Perché a Napoli è esplosa “una bomba di solidarietà” racconta Rosanna Laudanno, studentessa e consigliera della II Municipalità che comprende i quartieri di Avvocata, Montecalvario, Mercato, Pendino, Porto, S. Giuseppe. “Non è nemmeno più una questione di Stato e anti-Stato, qui si parla di una figura che si è messa in mezzo, autonomamente, fatta di persone, studenti, che va dalla periferia di Napoli al centro”. Dopo il servizio delle Iene e dell’inviato Giulio Golia, “bisognava far vedere un’altra faccia della città, quella della solidarietà, che oggi a Napoli è scoppiata. C’è tanto lavoro di persone normali, forse questo spaventa: la normalità di una città che si sta dando tanto da fare”.

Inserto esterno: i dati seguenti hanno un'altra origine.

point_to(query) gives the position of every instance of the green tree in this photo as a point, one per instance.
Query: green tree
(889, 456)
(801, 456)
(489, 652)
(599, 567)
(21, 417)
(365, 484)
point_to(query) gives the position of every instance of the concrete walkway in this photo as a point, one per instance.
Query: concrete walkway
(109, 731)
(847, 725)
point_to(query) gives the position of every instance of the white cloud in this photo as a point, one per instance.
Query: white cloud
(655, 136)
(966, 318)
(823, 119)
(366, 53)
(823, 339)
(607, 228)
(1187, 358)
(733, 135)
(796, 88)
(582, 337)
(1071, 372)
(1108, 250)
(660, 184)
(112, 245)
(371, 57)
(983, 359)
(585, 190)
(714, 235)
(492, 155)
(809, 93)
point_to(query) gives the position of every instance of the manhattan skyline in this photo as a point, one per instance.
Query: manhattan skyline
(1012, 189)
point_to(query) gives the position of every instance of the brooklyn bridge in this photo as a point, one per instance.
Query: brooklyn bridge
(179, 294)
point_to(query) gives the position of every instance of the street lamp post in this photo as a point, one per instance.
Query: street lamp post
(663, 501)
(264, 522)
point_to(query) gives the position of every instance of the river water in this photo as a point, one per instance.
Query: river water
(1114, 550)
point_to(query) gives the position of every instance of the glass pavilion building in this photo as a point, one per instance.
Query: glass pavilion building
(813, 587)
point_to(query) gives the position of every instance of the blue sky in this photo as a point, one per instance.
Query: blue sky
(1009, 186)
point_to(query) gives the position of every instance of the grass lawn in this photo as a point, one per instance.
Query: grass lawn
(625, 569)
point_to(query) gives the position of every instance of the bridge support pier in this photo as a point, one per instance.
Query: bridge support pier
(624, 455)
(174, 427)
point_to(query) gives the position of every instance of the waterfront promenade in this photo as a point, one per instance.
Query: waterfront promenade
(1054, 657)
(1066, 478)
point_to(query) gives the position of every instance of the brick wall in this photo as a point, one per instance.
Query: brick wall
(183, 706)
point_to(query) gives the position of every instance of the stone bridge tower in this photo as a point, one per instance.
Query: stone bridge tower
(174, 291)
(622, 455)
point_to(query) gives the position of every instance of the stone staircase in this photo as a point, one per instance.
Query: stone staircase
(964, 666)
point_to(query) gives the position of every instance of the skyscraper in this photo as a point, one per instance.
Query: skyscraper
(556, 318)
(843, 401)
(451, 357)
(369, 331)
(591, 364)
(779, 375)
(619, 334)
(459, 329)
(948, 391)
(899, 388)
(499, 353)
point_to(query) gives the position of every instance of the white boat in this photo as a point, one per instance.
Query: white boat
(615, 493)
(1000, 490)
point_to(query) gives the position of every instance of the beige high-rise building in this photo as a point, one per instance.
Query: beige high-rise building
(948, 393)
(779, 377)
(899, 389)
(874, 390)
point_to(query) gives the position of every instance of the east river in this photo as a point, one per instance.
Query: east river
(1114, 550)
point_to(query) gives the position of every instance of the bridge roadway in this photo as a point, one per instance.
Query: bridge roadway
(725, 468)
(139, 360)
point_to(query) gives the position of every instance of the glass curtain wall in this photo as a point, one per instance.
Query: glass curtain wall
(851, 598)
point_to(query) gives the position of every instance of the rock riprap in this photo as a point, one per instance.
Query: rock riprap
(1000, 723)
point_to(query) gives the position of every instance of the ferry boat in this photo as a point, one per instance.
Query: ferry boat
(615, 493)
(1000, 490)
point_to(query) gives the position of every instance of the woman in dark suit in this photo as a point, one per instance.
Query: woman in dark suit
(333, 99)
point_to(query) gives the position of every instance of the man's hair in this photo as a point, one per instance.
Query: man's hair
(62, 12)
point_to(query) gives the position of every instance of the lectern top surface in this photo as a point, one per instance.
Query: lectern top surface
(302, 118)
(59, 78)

“E’ nato tutto all’improvviso -spiega – con un appello lanciato sui social che questa volta sono stati utilizzati in modo corretto, chiamando una serie di persone, soprattutto i giovani, a contribuire a questa distribuzione di beni primari, come medicinali e spese, alle persone più anziane. Si è creato un gruppo di 10 persone che lavorano sul territorio a titolo gratuito e con l’obiettivo di rendersi utili per il quartiere”.

Con Rosanna c’è un’altra giovane studentessa, Fiorella La Marca, anche lei volontaria: “Siamo persone che neanche si conoscevano ma, accomunati dallo stesso intento, abbiamo condiviso qualcosa di bello in un momento di così grande difficoltà”. Le volontarie di Salvator Rosa hanno assistito numerose persone che vivono da sole: “Abbiamo ricevuto richieste da napoletani che vivono fuori e che hanno qui mamme, papà, fratelli, zii che vivono da soli. Quello che abbiamo fatto è non lasciarli abbandonati a loro stessi. Purtroppo è facile legare Napoli solo alla criminalità organizzata”.

Nella zona delle Case Nuove, lungo via Vespucci e via Marina, c’è Francesco Russo, un “normale cittadino” che si è messo a disposizione, insieme ad un gruppo di amici, in questo momento di difficoltà. “Abbiamo lavorato duramente in questi 30 giorni, a volte dormendo anche 2-3 ore ma ero soddisfatto perché mi faceva stare bene quello che stavo facendo”. Francesco racconta che “dal 20 marzo al 10 aprile abbiamo consegnato spese a 1450 famiglie napoletane”. “Davamo appuntamento nello spiazzale dell’ospedale Loreto Mare alle tante persone che ci contattavano, perché tutto questo non si racconta? Ho contatti con numerose tv nazionali per la triste vicende dei miei tre parenti scomparsi in Messico anni fa e mai più ritrovati. All’epoca volevano tutti intervistarmi, oggi invece, nonostante i tanti messaggi inviati, nessuno mi ha calcolato”.

Ma come è nato tutto questo? “E’ iniziato tutto su Instagram dove in un gruppo tra amici del quartiere facemmo una piccola colletta comprando beni di prima necessità e distribuendoli alle famiglie che ne avevano bisogno. Poi molti imprenditori, gente per bene, si sono fatti avanti anche grazie ai video da noi pubblicati e hanno donato alimenti e altri generi primari”.

Associare Napoli sempre e solo alla camorra “fa notizia però bisogna anche sottolineare le tante eccellenze che abbiamo: dal professore Ascierto all’ospedale costruito in tempi record. Tutto questo fa male, bisogna anche documentare con prove e non solo con le chiacchiere. Non sono ancora riuscito a trovare una connessione tra Messico, Napoli e la beneficenza”.